Neurocrine Biosciences Expands CRENESSITY Use to Rare CAH Subtype
Event summary
- Neurocrine Biosciences presented first retrospective case series of CRENESSITY in 11β-hydroxylase deficiency CAH patients at ENDO 2026.
- 15 patients showed >90% median reductions in key adrenal hormones after CRENESSITY initiation.
- 14 of 15 patients reduced glucocorticoid doses, with 2 of 5 on antihypertensives able to reduce or discontinue them.

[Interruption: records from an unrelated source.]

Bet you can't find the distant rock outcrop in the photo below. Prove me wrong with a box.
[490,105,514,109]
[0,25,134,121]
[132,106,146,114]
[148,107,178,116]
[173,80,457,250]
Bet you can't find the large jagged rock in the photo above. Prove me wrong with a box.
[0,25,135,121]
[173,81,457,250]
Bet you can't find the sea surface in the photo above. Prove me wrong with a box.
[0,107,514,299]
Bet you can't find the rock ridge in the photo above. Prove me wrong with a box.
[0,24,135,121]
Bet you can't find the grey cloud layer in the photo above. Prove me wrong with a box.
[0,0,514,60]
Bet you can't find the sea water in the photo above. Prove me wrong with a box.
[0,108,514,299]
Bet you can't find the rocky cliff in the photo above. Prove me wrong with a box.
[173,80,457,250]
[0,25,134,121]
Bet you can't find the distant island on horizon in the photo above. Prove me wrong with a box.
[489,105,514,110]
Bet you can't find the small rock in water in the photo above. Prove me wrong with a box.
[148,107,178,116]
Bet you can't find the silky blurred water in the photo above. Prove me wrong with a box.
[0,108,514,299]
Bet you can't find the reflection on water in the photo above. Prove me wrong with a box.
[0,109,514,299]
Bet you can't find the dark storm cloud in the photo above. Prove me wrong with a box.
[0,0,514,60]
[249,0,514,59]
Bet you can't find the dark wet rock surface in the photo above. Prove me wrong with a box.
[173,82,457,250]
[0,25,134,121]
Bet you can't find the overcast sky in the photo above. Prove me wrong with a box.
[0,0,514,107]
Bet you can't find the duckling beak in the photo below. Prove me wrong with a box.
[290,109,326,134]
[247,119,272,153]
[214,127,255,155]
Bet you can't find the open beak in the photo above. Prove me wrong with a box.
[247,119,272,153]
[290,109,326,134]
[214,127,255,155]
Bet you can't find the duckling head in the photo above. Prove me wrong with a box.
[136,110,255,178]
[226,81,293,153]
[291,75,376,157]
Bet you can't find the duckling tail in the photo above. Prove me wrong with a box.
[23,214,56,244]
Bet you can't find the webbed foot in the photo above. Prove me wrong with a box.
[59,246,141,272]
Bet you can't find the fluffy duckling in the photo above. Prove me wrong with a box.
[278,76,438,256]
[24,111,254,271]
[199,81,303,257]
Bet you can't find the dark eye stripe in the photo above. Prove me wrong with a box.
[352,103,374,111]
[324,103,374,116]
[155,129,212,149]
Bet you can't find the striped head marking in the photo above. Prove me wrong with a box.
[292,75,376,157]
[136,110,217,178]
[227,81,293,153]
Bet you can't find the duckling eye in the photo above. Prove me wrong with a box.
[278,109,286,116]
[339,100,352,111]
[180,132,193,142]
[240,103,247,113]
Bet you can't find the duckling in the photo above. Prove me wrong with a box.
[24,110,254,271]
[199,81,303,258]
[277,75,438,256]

- Findings represent initial clinical evidence for CRENESSITY use in this rare CAH subtype not previously studied in trials.
The big picture
This presentation marks Neurocrine's strategic push to expand CRENESSITY's clinical utility beyond its current approval for 21-hydroxylase deficiency CAH. The findings address a significant unmet need in managing 11β-hydroxylase deficiency, a rare subtype with distinct hormonal imbalances. The data could position Neurocrine as a leader in comprehensive CAH treatment, potentially opening new market opportunities. The results were presented at ENDO 2026, reinforcing the company's commitment to advancing care across the full spectrum of classic CAH.
What we're watching
- Clinical Validation
- Whether these preliminary results will lead to formal clinical trials for CRENESSITY in 11β-hydroxylase deficiency patients.
- Market Expansion
- How Neurocrine will position CRENESSITY for this rare subtype given its current approval for 21-hydroxylase deficiency.
- Competitive Dynamics
- The pace at which competitors may develop alternatives for this underserved CAH population.